Time to Repeal the Durbin Amendment

Time to Repeal the Durbin Amendment
AP Photo/Andrew Harnik

What if I told you Congress was about to pass an amendment that could raise food prices, make it harder to find and maintain a free checking account, and enrich big box retailers who, despite an ongoing $8 billion annual windfall, are rapidly eliminating American jobs? I suspect most readers would be outraged, calling their representatives or lining up at town halls.

Well that’s what they should be doing. But since Congress already enacted this bad idea, repeal is what consumers should be asking for. 

The time to make that request is now. Section 735 of the Financial CHOICE Act, which the House Financial Services Committee will consider Tuesday, will get rid of this provision, known as the Durbin amendment. This amendment set price controls on the fees that retailers pay for debit card purchases. It was included in the Dodd-Frank Wall Street reform bill, even though there was no hearing about the issue, which is totally unrelated to the financial crisis Dodd-Frank was meant to address.

According to a new paper by the International Center for Law and Economics (ICLE), the Durbin amendment has harmed low-income households and community financial institutions and will continue to do so if Congress doesn’t get rid of it. 

Merchants’ lobbying groups and Sen. Richard Durbin (D-IL), the provision’s sponsor, promised that retailers would cut consumer prices if Congress passed these price controls. A 2014 Federal Reserve Bank of Richmond study established that all but 1 percent of retailers either raised prices or kept them level after Durbin. According to the ICLE, grocery stores and fast food merchants were among those most likely to have increased prices. Price hikes on food, of course, hurt poorer households more than wealthier ones. The ICLE says consumers costs are also higher because Americans lost access to debit rewards programs because of the amendment. These losses “can effectively be characterized as a 1 percent increase in the cost of goods and services for consumers who use [debit] cards,” ICLE concludes. 

Based on data from the Federal Reserve, the Electronic Payments Coalition estimates that, instead of passing savings on to American households, retailers pocket about $8 billion a year. 

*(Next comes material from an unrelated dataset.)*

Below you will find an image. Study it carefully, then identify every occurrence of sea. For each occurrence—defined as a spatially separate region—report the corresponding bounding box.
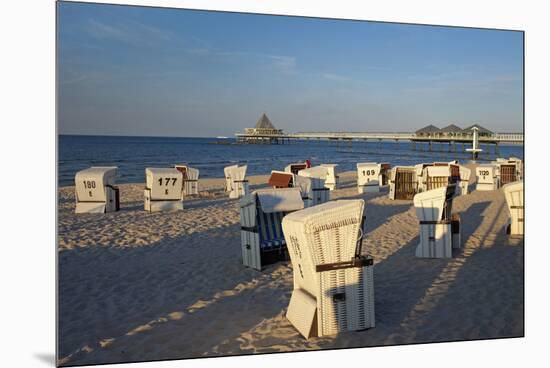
[58,135,524,187]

The Durbin amendment also has resulted in “a drastic reduction” in consumer access to free checking accounts, ICLE notes. These effects also are regressive in nature. In 2009, the year before Durbin passed, about three-quarters of Americans had access to free checking accounts. Today that number is around 40 percent. Low-income households feel these effects most acutely. Indeed, ICLE estimates that, overall, the Durbin amendment has cost lower-income consumers $1–3 billion per year. 

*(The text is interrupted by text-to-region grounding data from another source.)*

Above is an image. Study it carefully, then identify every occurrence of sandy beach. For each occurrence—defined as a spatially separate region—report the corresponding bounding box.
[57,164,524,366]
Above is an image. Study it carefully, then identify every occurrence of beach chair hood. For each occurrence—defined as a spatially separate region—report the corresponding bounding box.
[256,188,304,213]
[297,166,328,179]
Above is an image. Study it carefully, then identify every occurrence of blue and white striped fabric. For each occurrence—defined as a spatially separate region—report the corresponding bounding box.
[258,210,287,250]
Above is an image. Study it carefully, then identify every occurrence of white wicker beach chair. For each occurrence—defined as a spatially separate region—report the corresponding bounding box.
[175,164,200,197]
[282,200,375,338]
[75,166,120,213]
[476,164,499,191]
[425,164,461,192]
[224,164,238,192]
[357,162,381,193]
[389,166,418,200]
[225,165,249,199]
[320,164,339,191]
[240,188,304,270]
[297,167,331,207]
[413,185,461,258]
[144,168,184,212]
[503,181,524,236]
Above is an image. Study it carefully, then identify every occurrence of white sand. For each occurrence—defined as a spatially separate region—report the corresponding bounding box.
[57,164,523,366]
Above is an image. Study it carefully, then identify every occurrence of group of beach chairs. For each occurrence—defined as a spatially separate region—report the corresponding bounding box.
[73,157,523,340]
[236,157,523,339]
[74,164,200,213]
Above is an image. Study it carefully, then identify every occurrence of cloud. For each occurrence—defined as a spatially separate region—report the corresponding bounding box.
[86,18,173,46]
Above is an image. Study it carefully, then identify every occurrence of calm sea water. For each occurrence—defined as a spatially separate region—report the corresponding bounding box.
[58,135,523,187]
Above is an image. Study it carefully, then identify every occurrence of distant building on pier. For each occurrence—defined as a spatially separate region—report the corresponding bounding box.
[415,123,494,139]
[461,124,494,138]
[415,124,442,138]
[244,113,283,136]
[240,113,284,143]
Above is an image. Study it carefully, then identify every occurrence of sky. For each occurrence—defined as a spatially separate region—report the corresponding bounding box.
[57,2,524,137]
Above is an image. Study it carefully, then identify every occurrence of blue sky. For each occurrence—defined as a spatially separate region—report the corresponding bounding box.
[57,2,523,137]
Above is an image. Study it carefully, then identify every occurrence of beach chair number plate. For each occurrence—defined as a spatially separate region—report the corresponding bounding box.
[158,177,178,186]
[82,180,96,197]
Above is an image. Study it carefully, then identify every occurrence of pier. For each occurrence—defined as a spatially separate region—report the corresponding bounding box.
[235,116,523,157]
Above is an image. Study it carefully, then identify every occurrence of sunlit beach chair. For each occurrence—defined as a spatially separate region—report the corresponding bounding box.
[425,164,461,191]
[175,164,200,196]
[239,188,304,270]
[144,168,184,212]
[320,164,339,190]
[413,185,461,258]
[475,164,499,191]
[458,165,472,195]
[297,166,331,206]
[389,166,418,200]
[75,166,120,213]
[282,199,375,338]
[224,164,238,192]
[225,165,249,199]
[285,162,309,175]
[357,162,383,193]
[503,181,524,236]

Durbin amendment supporters should have known this would happen. As ICLE explains, economists “universally agree” that price controls on payment card fees “will result in higher prices and lower services for card users.” History also could have been a helpful guide. According to ICLE, there’s no evidence that consumers in Australia or Spain paid lower prices after similar controls went into effect in those countries (in 2003 and 2005, respectively).

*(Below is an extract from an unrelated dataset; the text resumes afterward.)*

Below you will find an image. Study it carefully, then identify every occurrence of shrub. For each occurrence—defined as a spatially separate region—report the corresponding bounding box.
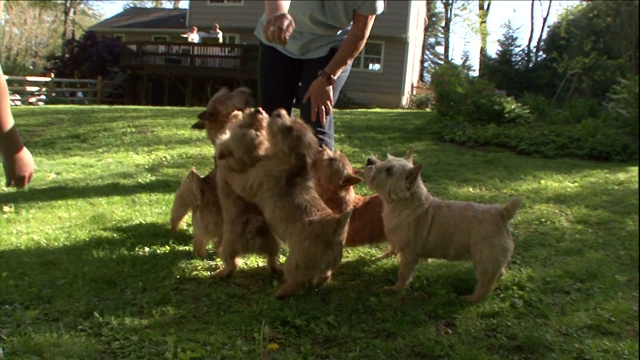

The Durbin amendment also pushed consumers to spend more than they would have otherwise. The reason, according to the Federal Reserve Richmond study, is that more merchants today require customers to spend a minimum amount for debit card purchases. Additionally, as the ICLE notes, the law pushed some consumers — especially those in low-income households — to use “more expensive and/or less convenient forms of payment,” such as money orders or cash. Neither effect is good for households on strict budgets.     

Small banks and credit unions predicted that the harm caused by the Durbin amendment would trickle down to them and their customers, despite the fact that they were exempt from the price controls. And it has. The ICLE paper points out that nearly three quarters of small banks surveyed by the Mercatus Center in 2014 suggested debit price controls eroded their earnings. The Credit Union National Association tallied losses from the Durbin amendment at $1.1 billion for credit unions annually, or 13 percent of total earnings. The ICLE notes small financial institutions were barely breaking even on their debit transactions prior to the amendment. Now the situation is even worse. 

Perhaps supporters of the Durbin amendment didn’t anticipate these effects six years ago. But today they are a reality for consumers. Congress must face that reality by repealing the Durbin amendment.  

Wilkinson is executive director of the Electronic Payments Coalition.